I just wanted to say hello, and mention that I have a JC Higgins Flightliner that I just brought back from the dead. 
I know it's probably blasphemous to do what I've done to it, but after combing the web for parts I can see that I'd be waiting an awfully long time to get it to it's former glory. So here she is... 

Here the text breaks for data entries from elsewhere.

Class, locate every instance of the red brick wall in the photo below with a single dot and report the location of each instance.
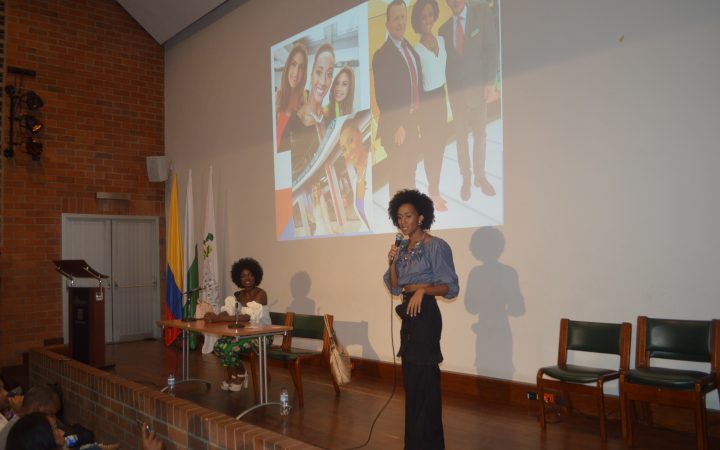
(110, 405)
(101, 77)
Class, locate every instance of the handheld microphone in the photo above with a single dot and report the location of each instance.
(398, 240)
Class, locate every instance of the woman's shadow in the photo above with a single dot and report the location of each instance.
(300, 284)
(493, 293)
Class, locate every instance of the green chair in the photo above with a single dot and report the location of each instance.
(680, 340)
(596, 337)
(308, 327)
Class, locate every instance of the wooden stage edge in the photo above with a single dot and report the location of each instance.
(483, 389)
(515, 393)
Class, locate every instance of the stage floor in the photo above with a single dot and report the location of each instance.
(344, 422)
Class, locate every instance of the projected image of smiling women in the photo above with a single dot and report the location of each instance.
(306, 128)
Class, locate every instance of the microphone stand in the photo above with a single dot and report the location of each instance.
(237, 323)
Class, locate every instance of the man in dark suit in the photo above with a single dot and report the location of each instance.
(397, 76)
(472, 47)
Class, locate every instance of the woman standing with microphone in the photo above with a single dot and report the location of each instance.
(421, 268)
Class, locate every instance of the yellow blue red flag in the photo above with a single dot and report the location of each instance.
(174, 278)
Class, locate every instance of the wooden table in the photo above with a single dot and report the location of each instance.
(262, 332)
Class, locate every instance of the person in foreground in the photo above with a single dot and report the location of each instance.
(421, 268)
(247, 274)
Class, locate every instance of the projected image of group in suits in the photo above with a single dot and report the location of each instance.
(386, 96)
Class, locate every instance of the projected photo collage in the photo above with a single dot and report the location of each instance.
(388, 95)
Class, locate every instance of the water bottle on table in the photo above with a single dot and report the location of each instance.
(171, 384)
(284, 402)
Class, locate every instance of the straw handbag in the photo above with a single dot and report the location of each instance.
(340, 364)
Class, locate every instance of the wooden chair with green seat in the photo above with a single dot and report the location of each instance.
(308, 327)
(596, 337)
(696, 341)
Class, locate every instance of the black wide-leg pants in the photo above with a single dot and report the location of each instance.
(423, 407)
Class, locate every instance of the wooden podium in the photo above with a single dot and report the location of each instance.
(86, 312)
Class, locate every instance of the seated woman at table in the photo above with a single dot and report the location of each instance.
(247, 274)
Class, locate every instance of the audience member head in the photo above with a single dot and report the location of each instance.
(421, 202)
(33, 431)
(41, 399)
(246, 264)
(4, 402)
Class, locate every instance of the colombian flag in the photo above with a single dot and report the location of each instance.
(173, 297)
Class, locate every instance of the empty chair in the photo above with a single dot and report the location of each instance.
(682, 340)
(308, 327)
(609, 338)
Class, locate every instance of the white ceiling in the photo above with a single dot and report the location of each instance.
(163, 19)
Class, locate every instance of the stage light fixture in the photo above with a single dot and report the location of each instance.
(31, 124)
(33, 148)
(33, 101)
(24, 106)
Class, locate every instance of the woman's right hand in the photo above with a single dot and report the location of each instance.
(393, 254)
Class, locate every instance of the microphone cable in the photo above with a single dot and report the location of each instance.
(394, 388)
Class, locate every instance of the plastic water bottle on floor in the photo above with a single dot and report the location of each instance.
(171, 384)
(284, 402)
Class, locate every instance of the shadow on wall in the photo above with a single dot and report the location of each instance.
(301, 303)
(299, 289)
(493, 294)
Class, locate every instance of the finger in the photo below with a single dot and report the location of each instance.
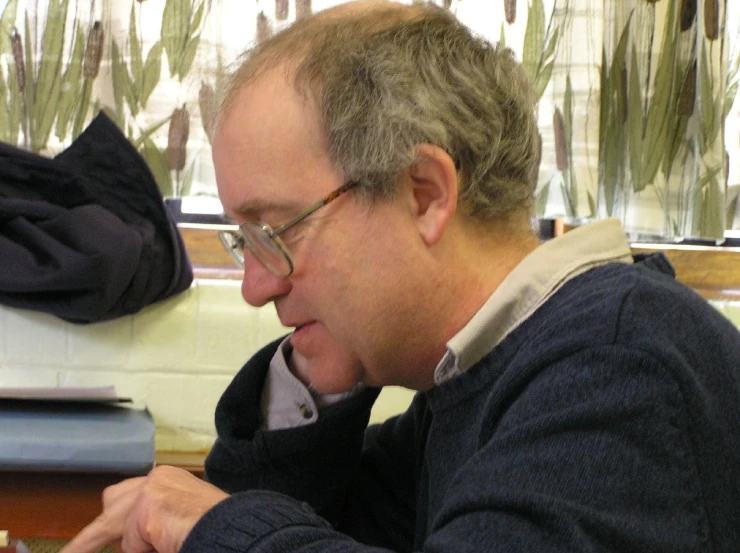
(112, 493)
(107, 527)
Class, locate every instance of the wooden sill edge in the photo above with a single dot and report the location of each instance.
(714, 273)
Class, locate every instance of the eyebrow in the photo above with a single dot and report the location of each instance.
(253, 209)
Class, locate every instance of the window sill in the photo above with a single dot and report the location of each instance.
(713, 272)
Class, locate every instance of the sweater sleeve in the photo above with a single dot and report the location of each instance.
(590, 453)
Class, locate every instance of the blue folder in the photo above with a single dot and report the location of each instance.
(75, 437)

I just realized I posted in the wrong place, sorry bout that...


----------



## pedal alley (May 31, 2009)

*hey mark*

cool hotrod .
left & right pedals.LOL.
welcome to the cabe.


----------



## mastronaut (May 31, 2009)

HEY! hahahah can I tell the difference between left and right? NO!


----------



## MartyW (May 31, 2009)

Welcome to the CABE from San Diego.
Cool Bike ,the important part is that you like it!  Good Job.


----------



## 37fleetwood (Jun 1, 2009)

Welcome to the forum! I moved your thread for you, hope you don't mind. love your Flightliner, very cool! you ought to check out this site:
http://ratrodbikes.com


----------



## mastronaut (Jun 1, 2009)

*RR Bikes*



37fleetwood said:


> Welcome to the forum! I moved your thread for you, hope you don't mind. love your Flightliner, very cool! you ought to check out this site:
> http://ratrodbikes.com





I'm on it already, as a matter of fact check this...

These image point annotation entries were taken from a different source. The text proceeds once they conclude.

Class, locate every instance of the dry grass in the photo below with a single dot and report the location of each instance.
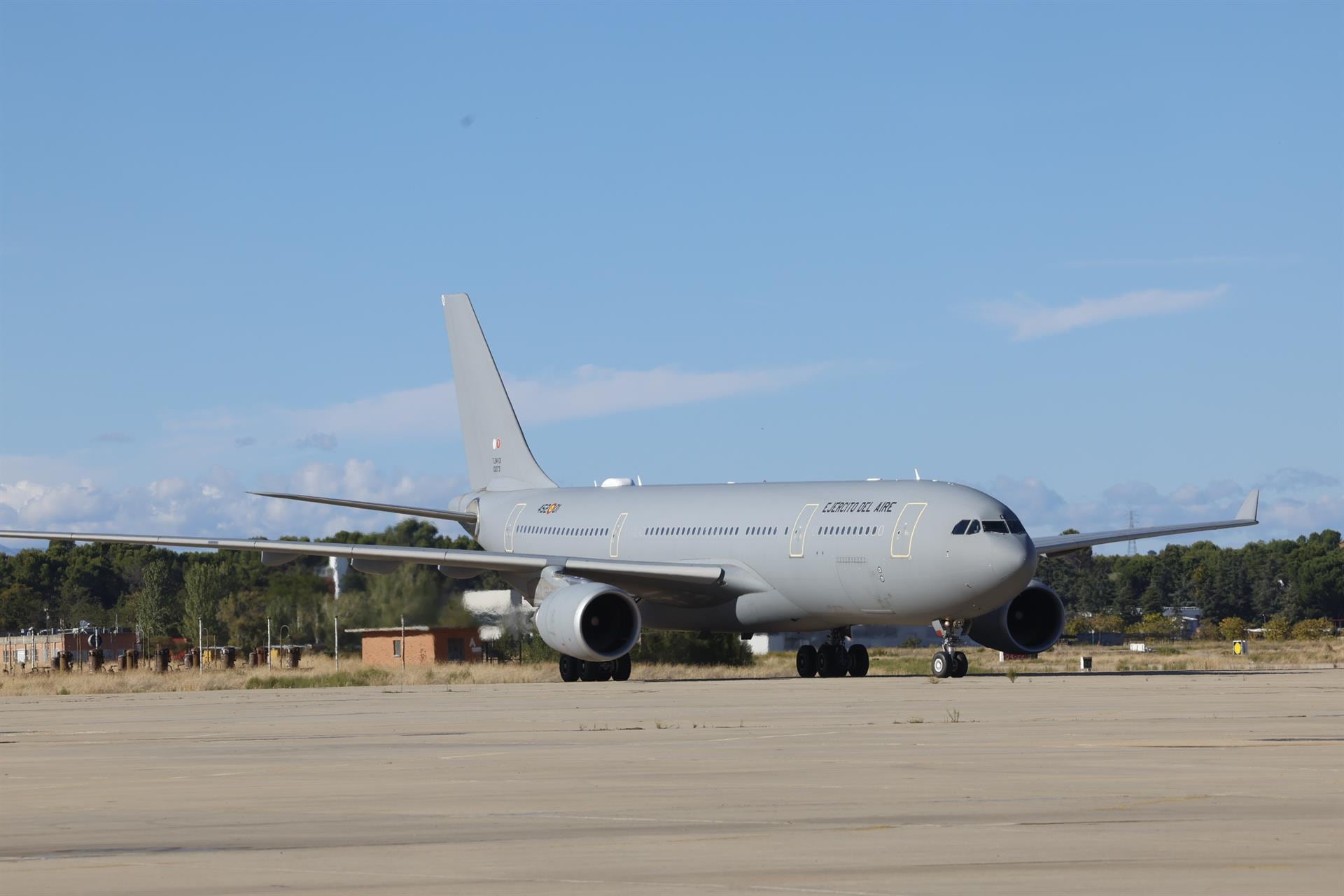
(320, 671)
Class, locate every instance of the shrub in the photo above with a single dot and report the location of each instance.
(1313, 629)
(1278, 628)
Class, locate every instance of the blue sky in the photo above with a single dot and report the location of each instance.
(1088, 257)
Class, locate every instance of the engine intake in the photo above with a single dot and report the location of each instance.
(1028, 624)
(589, 621)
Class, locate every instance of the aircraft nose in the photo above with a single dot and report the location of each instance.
(1016, 559)
(1012, 559)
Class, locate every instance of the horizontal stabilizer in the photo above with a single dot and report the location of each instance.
(715, 582)
(465, 519)
(1057, 545)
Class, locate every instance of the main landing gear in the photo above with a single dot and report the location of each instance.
(949, 663)
(834, 660)
(574, 669)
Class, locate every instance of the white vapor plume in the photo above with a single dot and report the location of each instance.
(1031, 320)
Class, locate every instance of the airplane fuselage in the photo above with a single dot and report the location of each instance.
(830, 554)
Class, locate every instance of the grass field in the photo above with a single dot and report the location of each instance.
(320, 671)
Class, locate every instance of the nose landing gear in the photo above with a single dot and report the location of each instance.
(949, 663)
(834, 660)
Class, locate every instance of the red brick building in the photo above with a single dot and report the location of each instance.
(422, 645)
(29, 649)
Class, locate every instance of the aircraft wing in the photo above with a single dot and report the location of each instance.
(1056, 545)
(692, 583)
(465, 519)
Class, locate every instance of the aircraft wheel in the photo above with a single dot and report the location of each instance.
(806, 662)
(858, 660)
(830, 662)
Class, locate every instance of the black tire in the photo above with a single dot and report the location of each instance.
(825, 662)
(806, 662)
(858, 660)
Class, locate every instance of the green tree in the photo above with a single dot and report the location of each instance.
(1233, 629)
(20, 608)
(242, 617)
(1277, 628)
(152, 605)
(203, 589)
(1155, 625)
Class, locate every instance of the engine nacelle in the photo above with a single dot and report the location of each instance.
(589, 621)
(1028, 624)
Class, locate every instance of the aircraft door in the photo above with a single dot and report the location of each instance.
(616, 535)
(799, 535)
(511, 527)
(904, 533)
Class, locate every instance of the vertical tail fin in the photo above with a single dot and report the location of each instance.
(496, 453)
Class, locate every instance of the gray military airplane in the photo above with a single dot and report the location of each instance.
(601, 564)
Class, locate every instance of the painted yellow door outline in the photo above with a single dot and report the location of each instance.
(616, 535)
(904, 533)
(799, 536)
(511, 526)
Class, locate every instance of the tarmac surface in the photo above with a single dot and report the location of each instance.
(1148, 782)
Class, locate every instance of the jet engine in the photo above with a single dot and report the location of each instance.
(589, 621)
(1028, 624)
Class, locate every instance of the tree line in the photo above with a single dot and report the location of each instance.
(164, 593)
(1273, 584)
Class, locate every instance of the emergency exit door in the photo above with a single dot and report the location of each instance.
(904, 536)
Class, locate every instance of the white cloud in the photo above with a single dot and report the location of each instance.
(320, 441)
(217, 504)
(1031, 320)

http://ratrodbikes.com/forum/viewtopic.php?f=21&t=16292&st=0&sk=t&sd=a


----------



## bikeriderx (Jun 23, 2009)

*Hey Pal!*

Great Bike!! Been on RRB 4a while! rms37 directed me here! So how does it feel to be "on training wheels" again!


----------



## Adamtinkerer (Jun 25, 2009)

I just keep following Scott (37Fleetwood)! I saw his post on Yahoo's balloon tire bicycles group, which led me to the awesome RRB, and then here!  I already had a link to this site, but never noticed the forum until then! Viva La Vintage!


----------



## how (Jul 6, 2009)

*the bike is so cool,,,cept,,,*

get rid of that stupid rear rack,,that screws up the entire thing


----------



## Travis (Jul 7, 2009)

*ratrodbikes*

Welcome to CABE... I met you on ratrodbikes already.

I love my Flightliner, and working in it has made me want to start another bike. I didn't get into it as a hobby, but I really want to be working on another bike! I have a friend who'd willing to give me a 70s Western Flyer... pretty bad shape, but it's dying to be a fun bike like yours.


----------



## mastronaut (Jul 7, 2009)

*Rear rack*



how said:


> get rid of that stupid rear rack,,that screws up the entire thing




Beauty is in the eye of the beholder, I think it flows nicely with the curves of the bike's lines. So I'm afraid you've been over ruled! 

Hello to the forum riders, funny how I've seen many familiar names and bikes on a lot of the bike sites!


----------